事業内容
株式会社マキヤは1895年創業の静岡県富士市を本拠とする小売グループ。総合ディスカウント店「エスポット」(21店舗)、食品スーパー「ポテト・マミー」(13店舗)、「業務スーパー」(54店舗)、リユースショップ「ハードオフ」(7店舗)、「ダイソー」(14店舗)等の多業態を静岡・神奈川・山梨・三重を中心に展開する。
連結子会社の株式会社ユージュアル等を通じたEC事業(インターネットモール)、グループ所有不動産の賃貸事業も手掛け、2026年3月期の連結売上高は93,044百万円に達する。主要顧客は地域の一般消費者であり、食品を中心とした日常生活需要を幅広く取り込む。
ビジネスモデル
主力の小売業では、食品・非食品の多業態展開によるスケールメリットを活かしたEDLP(エブリデイロープライス)政策で集客し、売上総利益を確保する。子会社EC事業との共同仕入・共同販売でシナジーを創出し、仕入原価の低減と品揃え強化を図る。
不動産賃貸事業はグループ保有物件の賃貸により約38.8%の高営業利益率で安定収益を補完する構造となっている。
企業の強み
2026年3月期のフード部門売上高は前期比5.9%増となり、エスポット・ポテト・マミー・業務スーパーの全業態で前期を上回った。来店客数は前期比1.7%増、客単価は前期比2.7%増と、集客力と購買単価の双方が改善しており、食品小売における地域密着型の競争力が数値で裏付けられている。
2026年3月期に値引き・廃棄ロス率を前期比1.2%改善、食品廃棄率を前期比16.0%改善した。人時生産性(荒利額÷労働時間)も前期比3.1%改善しており、作業改善活動の成果が定量的に確認できる。これらの改善は賃上げ原資の確保にも直結しており、持続的な収益基盤の強化につながっている。
業務スーパーは2026年3月期に2店舗を新規開店し54店舗体制を構築。ダイソーは3店舗を新規出店し全13店舗(2026年6月時点で14店舗)に拡大した。
ハードオフ・エ・コモード等も含め複数のフランチャイズ・代理店契約を活用した多業態展開により、単一業態への依存リスクを分散しながら商圏内シェアを拡大している。
エンヴァリスの着眼点
業績トレンド
営業収益は2022年3月期68,550百万円から2026年3月期93,673百万円へ5期連続増収。ただし営業利益は2024年3月期2,228百万円をピークに2025年3月期2,267百万円、2026年3月期2,133百万円と2期連続で低下傾向。

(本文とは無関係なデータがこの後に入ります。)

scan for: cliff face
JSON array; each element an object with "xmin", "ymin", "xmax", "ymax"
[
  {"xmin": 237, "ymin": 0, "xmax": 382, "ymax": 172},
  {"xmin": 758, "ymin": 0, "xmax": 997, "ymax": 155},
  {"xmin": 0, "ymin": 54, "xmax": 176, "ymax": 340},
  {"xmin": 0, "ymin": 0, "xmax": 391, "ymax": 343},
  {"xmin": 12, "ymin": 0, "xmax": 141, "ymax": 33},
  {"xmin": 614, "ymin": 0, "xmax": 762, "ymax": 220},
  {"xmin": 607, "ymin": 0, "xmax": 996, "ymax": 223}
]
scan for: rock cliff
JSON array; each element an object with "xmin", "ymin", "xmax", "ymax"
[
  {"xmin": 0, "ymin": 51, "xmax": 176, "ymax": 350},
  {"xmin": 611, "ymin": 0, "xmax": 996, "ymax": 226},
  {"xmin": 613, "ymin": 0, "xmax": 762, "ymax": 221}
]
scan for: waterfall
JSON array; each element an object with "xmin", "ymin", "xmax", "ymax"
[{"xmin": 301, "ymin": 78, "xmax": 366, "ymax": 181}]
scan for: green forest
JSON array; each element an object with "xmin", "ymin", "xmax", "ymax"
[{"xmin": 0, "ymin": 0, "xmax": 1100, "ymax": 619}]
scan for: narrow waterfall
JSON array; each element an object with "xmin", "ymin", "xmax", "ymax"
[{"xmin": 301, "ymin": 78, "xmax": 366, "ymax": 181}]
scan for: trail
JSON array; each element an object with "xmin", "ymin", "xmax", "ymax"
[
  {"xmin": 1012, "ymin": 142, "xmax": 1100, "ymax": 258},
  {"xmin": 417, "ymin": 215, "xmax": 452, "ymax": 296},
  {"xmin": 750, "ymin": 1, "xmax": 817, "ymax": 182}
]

2026年3月期は賃上げ(正社員6.5%・パート6.6%)による人件費増、新規出店・改装の一時経費増、土地建物購入に伴う公租公課増が販管費を押し上げた。外部要因として物価高・コストプッシュ型インフレが継続する中、経常利益は2,374百万円(前期比0.3%増)と営業外収益(設備投資支援金59百万円・移転補償金74百万円等)に支えられ微増を確保。
当期純利益は1,470百万円(前期比1.8%減)で、店舗建替えに伴う店舗閉鎖損失102百万円が特別損失として計上された。2027年3月期は営業収益96,800百万円・営業利益2,150百万円・当期純利益1,500百万円を会社予想とする。
成長戦略
売上高1,000億円・配当性向25%以上を軸とする2027年3月期中期経営計画を推進
EDLPの徹底による売上最大化と、値引き・廃棄ロス削減・欠品撲滅・PB/LB/FC強化による荒利率改善を推進。2027年3月期予想営業収益96,800百万円(前期比3.3%増)で1,000億円目標に接近中。
エスポット併設ダイソーを2026年3月期に3店舗追加し累計13店舗へ拡大。複数店舗の売場最新化改装も実施し、非食品部門の競争力強化と集客力向上を図る。
人時生産性改善(前期比3.1%改善)を通じた収益基盤強化とPBR改善に取り組む。2026年3月期ROEは6.8%と前期7.5%から低下しており、利益率回復が前提条件となる。
2026年3月期年間配当30円(配当性向20.4%)から2027年3月期38円(配当性向25.3%予想)へ増配し、中期目標の配当性向25%以上を達成見込み。株主優待制度も継続実施。
子会社ユージュアルとの売れ筋商品共同開拓・共同仕入・共同販売を推進。EC事業営業収益は7,727百万円(前期比8.8%増)と成長継続。のれん償却後損失は117百万円と縮小傾向だが黒字化時期は未公表。
2026年3月期に太陽光パネルを新たに5店舗に設置し累計16店舗へ拡大。空調最適化省エネソリューションの導入も順次進め、SDGs貢献と消費エネルギー低減を推進。